Há milhares de anos o homem domesticou os gatos e, desde então, essa parceria se tornou um sucesso e o vínculo é cada vez mais forte. Com o passar do tempo, os humanos foram entendendo melhor esse animal e seus comportamentos, mesmo assim, algumas coisas relacionadas aos bichanos nem sempre são entendidas. Um exemplo disso é de onde veio o mito de que os gatos tem 7 vidas.
Por gerações é passado esse mito de que os gatos tem 7 vidas que traduz bem a resistência incrível que eles realmente tem. Embora ele pareça algo do folclore, tal mito tem sim raízes históricas e culturais e características e comportamentais fisiológicas desses animais que chamam atenção.
Como os gatos são bem ágeis, tem reflexos apurados e um equilíbrio muito grande, eles são capazes de sobreviver a situações que para outros animais seriam fatais, como por exemplo, cair de uma altura muito grande.
Por conta disso que, com o passar do tempo, essa habilidade dos felinos conseguirem escapar de situações fatais para outros animais ou então ter uma recuperação muito rápida começou a alimentar a ideia de que os gatos tem 7 vidas.

Patas da casa
“Embora não haja base científica, a teoria das sete vidas surgiu a partir da observação popular. Os gatos sempre foram cercados de mistério e simbolismo”, explicou Bárbara Lopes, médica veterinária.
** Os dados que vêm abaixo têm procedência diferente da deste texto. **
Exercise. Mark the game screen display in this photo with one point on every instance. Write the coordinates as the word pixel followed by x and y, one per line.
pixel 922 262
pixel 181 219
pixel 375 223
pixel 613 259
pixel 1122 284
Além disso, a quantidade de vidas atribuídas aos bichanos muda conforme os países. Nos de língua portuguesa e espanhola é dito que os gatos tem 7 vidas, já nos que falam inglês a quantidade são 9 vidas. “Esses números têm significados místicos e foram associados aos gatos pela capacidade de sobrevivência”, pontuou a veterinária.
Os felinos não são apenas resistentes à quedas de alturas grandes, mas também geralmente passam a ideia de ser resistentes à doenças. Conforme Kássia Vieira, médica veterinária, isso é visto porque os gatos foram domesticados mais recentemente e ainda tem comportamentos dos ancestrais selvagens.
“Os ancestrais dos gatos eram pequenos felinos selvagens que podiam ser predados por animais maiores, especialmente se mostrassem fragilidade. Por isso, gatos escondem sinais de doença”, explicou Kássia.
“Muitas vezes, só percebemos que o gato está doente quando ele para de comer ou quando o quadro está mais avançado. Esse comportamento ancestral de não demonstrar fraqueza continua presente”, continuou ela.